Quel a été le jugement de la Cour de cassation concernant l’insulte « connard » ?

La Cour de cassation a jugé que le fait pour un salarié, en l’occurrence un journaliste reporter, d’avoir traité son employeur de « connard » et de l’avoir menacé verbalement ne justifiait pas un licenciement pour faute grave.

Cette décision repose sur le contexte dans lequel ces propos ont été tenus, ainsi que sur l’ancienneté du salarié, qui n’avait jamais fait l’objet de sanctions disciplinaires auparavant.

Les juges ont considéré que ces faits, bien que répréhensibles, ne constituaient pas une faute grave, ce qui signifie que l’employeur aurait dû envisager des sanctions moins sévères, comme une mise à pied disciplinaire, plutôt qu’un licenciement.

Quelles sont les implications de la liberté d’expression pour les salariés ?

La liberté d’expression des salariés est protégée par l’article L1121-1 du Code du travail, qui stipule que les restrictions à cette liberté doivent être justifiées par la nature de la tâche à accomplir et proportionnées au but recherché.

Cela signifie que les salariés ont le droit d’exprimer leurs opinions, même critiques, sans craindre des sanctions, tant que ces opinions ne constituent pas un abus manifeste de cette liberté.

Les juges doivent évaluer si les propos tenus par le salarié sont injurieux ou diffamatoires et s’ils dépassent les limites de la liberté d’expression.

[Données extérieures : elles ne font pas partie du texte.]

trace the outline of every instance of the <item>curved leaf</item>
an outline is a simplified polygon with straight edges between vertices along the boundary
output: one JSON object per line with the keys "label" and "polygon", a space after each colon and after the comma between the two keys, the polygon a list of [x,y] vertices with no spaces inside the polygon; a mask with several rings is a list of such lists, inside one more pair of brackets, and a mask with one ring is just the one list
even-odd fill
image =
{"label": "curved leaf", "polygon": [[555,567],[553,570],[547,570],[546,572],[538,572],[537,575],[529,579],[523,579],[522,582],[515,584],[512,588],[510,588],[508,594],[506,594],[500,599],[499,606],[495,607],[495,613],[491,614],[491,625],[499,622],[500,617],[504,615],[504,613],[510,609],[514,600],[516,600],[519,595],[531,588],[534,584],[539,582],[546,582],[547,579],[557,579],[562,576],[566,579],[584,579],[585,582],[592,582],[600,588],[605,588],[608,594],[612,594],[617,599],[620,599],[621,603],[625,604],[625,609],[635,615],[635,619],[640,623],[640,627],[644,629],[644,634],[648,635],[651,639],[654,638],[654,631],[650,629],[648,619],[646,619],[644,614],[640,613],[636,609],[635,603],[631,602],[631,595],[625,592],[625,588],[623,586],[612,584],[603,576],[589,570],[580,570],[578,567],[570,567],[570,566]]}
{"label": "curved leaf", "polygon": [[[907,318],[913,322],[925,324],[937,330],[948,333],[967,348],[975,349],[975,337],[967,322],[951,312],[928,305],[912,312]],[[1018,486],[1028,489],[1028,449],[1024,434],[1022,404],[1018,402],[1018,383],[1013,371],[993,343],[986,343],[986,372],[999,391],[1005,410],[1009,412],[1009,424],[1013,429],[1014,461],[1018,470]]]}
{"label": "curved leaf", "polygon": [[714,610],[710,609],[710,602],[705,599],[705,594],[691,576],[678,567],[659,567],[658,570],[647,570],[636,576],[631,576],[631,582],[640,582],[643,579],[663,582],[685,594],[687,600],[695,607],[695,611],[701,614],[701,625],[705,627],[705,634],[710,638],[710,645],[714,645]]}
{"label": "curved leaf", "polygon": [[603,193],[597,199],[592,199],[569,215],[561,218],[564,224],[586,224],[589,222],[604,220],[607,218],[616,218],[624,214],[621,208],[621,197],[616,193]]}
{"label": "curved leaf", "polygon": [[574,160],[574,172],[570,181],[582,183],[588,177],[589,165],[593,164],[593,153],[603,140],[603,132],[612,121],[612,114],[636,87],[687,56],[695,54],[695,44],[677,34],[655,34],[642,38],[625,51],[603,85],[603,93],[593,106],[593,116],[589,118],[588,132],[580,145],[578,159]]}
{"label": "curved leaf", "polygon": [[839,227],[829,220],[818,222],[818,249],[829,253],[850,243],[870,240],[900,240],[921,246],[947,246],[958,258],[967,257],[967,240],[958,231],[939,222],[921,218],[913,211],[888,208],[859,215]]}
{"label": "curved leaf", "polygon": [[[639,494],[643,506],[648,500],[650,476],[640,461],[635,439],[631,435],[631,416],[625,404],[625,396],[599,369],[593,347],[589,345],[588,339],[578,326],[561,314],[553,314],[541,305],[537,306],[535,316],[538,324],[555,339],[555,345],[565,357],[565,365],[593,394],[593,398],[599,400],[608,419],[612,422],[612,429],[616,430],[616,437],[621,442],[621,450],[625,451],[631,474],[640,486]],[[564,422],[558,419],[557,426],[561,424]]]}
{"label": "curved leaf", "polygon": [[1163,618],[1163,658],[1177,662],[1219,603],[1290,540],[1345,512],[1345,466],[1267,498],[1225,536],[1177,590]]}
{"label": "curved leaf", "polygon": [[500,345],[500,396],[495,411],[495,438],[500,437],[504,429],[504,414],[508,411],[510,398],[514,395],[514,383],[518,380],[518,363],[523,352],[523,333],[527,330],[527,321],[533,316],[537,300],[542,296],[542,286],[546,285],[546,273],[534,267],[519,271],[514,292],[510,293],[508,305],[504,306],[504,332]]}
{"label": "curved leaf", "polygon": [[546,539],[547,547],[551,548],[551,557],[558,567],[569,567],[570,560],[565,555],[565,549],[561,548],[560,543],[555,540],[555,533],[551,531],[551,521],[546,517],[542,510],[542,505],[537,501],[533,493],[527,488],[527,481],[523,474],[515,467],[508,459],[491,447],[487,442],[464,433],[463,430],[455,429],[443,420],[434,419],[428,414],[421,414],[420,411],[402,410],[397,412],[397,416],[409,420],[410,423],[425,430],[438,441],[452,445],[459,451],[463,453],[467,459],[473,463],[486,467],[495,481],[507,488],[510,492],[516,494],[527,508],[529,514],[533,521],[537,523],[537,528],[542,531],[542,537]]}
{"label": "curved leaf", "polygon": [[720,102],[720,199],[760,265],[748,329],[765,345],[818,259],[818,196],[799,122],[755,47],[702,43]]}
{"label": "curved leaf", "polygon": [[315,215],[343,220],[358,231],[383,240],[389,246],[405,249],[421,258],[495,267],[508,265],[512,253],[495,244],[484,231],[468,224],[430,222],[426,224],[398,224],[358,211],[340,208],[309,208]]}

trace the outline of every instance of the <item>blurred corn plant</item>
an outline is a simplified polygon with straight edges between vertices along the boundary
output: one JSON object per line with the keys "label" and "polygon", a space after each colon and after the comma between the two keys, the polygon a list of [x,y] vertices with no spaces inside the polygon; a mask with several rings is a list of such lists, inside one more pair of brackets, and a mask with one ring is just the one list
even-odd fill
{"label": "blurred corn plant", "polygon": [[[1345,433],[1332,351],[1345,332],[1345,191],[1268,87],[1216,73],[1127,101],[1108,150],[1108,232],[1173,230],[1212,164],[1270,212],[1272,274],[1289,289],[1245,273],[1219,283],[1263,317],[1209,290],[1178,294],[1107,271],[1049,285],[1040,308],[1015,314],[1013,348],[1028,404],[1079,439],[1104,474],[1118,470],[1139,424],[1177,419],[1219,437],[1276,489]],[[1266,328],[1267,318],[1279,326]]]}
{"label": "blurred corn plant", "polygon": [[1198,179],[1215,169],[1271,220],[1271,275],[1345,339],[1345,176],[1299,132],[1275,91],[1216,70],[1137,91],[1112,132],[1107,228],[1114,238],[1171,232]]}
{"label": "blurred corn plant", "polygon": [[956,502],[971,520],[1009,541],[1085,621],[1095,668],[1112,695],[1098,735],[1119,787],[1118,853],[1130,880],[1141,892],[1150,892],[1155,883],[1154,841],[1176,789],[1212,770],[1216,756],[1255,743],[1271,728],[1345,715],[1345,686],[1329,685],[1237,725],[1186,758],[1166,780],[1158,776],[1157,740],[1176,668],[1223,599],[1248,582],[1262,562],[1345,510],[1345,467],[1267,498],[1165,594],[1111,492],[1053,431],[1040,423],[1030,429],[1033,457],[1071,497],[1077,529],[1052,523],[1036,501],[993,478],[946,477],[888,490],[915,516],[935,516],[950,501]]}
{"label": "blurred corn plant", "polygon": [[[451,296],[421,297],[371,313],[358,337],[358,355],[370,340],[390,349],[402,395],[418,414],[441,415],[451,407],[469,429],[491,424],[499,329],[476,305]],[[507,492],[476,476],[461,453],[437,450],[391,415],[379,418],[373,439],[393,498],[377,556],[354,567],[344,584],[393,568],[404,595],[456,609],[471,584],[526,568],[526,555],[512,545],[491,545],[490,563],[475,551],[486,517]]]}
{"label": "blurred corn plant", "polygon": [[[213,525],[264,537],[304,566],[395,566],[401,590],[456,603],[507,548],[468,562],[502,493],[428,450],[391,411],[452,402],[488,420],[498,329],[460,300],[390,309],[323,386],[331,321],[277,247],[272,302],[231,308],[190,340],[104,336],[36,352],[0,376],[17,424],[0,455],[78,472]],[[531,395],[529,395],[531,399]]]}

Cette évaluation prend en compte le contexte, la publicité donnée aux propos, les destinataires et le statut du salarié.

Quels critères les tribunaux prennent-ils en compte pour évaluer l’abus de la liberté d’expression ?

Les tribunaux prennent en compte plusieurs critères pour évaluer si un salarié a abusé de sa liberté d’expression.

Premièrement, le contexte dans lequel les propos ont été tenus est crucial. Une discussion vive ou un conflit peut atténuer la gravité des propos.

Deuxièmement, la publicité donnée aux propos est également importante. Si les propos sont tenus dans un cadre confidentiel, cela peut jouer en faveur du salarié.

Troisièmement, les destinataires des messages sont pris en compte. Les critiques adressées à des collègues peuvent être perçues différemment que celles adressées à la direction. Enfin, le statut du salarié est également un facteur déterminant, car les limites de la critique sont plus larges pour ceux qui s’expriment dans un cadre syndical.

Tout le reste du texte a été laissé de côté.